Because we are modifying a potentially mission critical table, we want to handle any interruption in updates gracefully. Therefore, no existing data will be removed until we receive a valid set of new data. If a failure occurs, the next update attempt will not commence until the next scheduled refresh.
Caching
There is a small, but measurable amount of latency in triggering retrieval of new records. This latency was measured as less than one second for a sideband connection from an LTM virtual edition to a web server on the same LAN. In order to avoid each connection from performing this operation, we added a caching mechanism so updates are only initiated periodically. The length of time you’ll want to cache records is dependent on your application. Some content such as a sitemap or a robot.txt file could be updated once daily. Other examples such as redirects or ACLs may need to be refreshed more regularly. This option is tunable via a static variable in RULE_INIT.
Putting It All Together
When we condense all of those provisions into a single process, we wind up with something that looks similar to the diagram below. This process outlines the procedure for importing CSV data. Each additional request during the cache period will bypass the import process and retrieve data directly from the table.
Conclusion
The ability to populate tables with data via a sideband connection opens up many possibilities for handling application logic on the LTM. The biggest advantage is having an off-box method for adding data to iRules. We mentioned a few of the use cases such as redirects, sitemaps, and ACLs, but the list is really limitless. In addition to being able to manually edit the CSV files and import data to the LTM, there is now the capability to ingest dynamically generated data of any format. While the ability to perform redirects with an iRule may seem mundane, the underlying code opens up endless possibilities all of which translate to lower management effort. Until next time, happy coding!
Code and References
CSV Tabular Data Sideband Importer iRule - Documentation and code for the iRule used in this Tech Tip
RFC 4180 - Common Format and MIME Type for Comma-Separated Values (CSV) Files
- L4L7_53191NimbostratusGeorge: fantastic. These sideband connections are amazing functionality...

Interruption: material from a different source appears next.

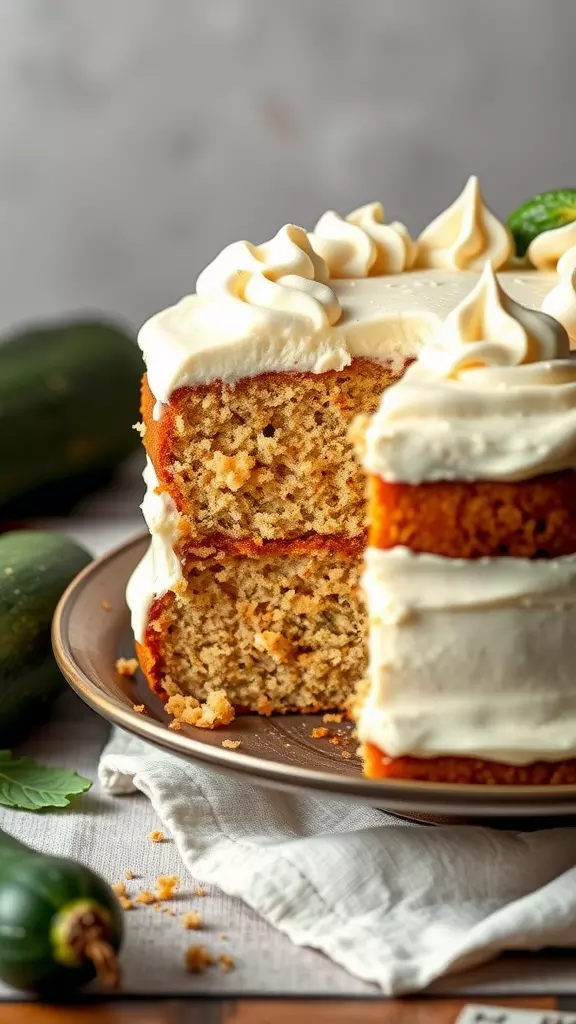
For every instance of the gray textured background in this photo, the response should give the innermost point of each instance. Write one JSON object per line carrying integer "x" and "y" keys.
{"x": 138, "y": 136}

- George_Watkins_Historic F5 AccountMatt: Aren't they awesome? We've had a ton of ideas for sideband connection Tech Tips stuck in limbo. Now that we've got sideband fucntionality we are working our way down the "if we only had sideband connections" Tech Tip list.
- JRahmAdminStellar work, George!
- Colin_Walker_12Historic F5 AccountWicked stuff, nice man!

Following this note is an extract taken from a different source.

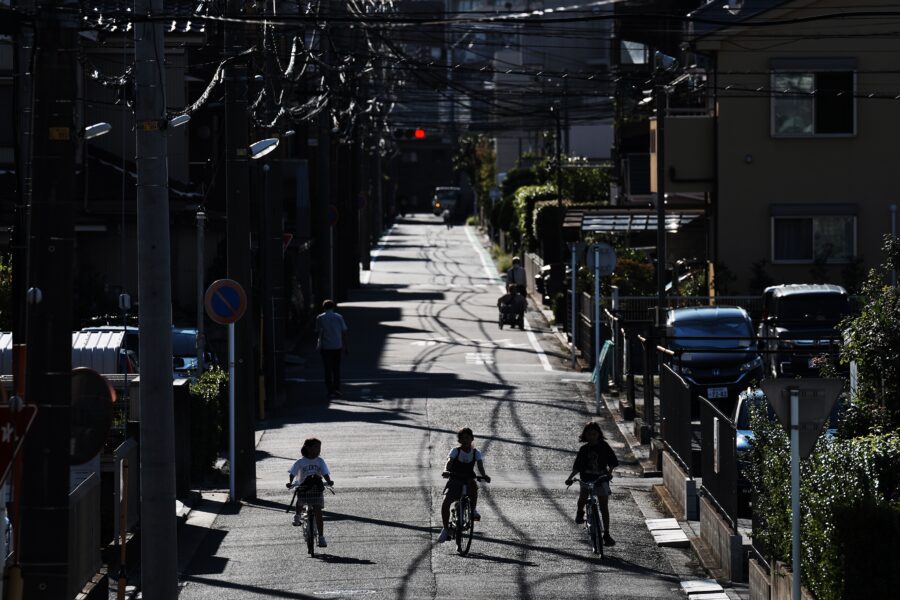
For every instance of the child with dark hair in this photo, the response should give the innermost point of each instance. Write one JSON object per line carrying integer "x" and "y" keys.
{"x": 309, "y": 471}
{"x": 461, "y": 463}
{"x": 595, "y": 458}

- ahmed_2340NimbostratusIs this version specific ? I get the error undefined procedure set static:
- whswhswhs124_98Nimbostratus'
Really great stuff!
Because of some errors [use curly braces to avoid double substitution] like the ones in https://support.f5.com/csp/article/K57410758 I have replaced line 29, 62 and 63.
Old code:
if { [expr [clock seconds]-$last_refresh] > $static::db_cache_timeout } {
---------------------
set key [string range $field 0 [expr $sep_offset - 1]]
set value [string range $field [expr $sep_offset + 1] end]
New code:
set time_now [clock seconds]
set test_var [expr {${time_now} - ${last_refresh}}]
if { ${test_var} > ${static::db_cache_timeout} } {
---------------
set key [string range $field 0 [expr {${sep_offset} - 1}]]
set value [string range $field [expr {${sep_offset} + 1}] end]
- Justin1Nimbostratus
Can someone tell me what the CSV file should look like. Seems it just needs to be <something, url>
In linux a cvs file looks like:
Data,STATUS
1.1.1.1,BAD
2.2.2.2,GOOD
,C
As you see it is just comma separation and you should never miss the comma as the last example " ,C " means that the " Data " column is empty and the value for the " STATUS " column is " C ".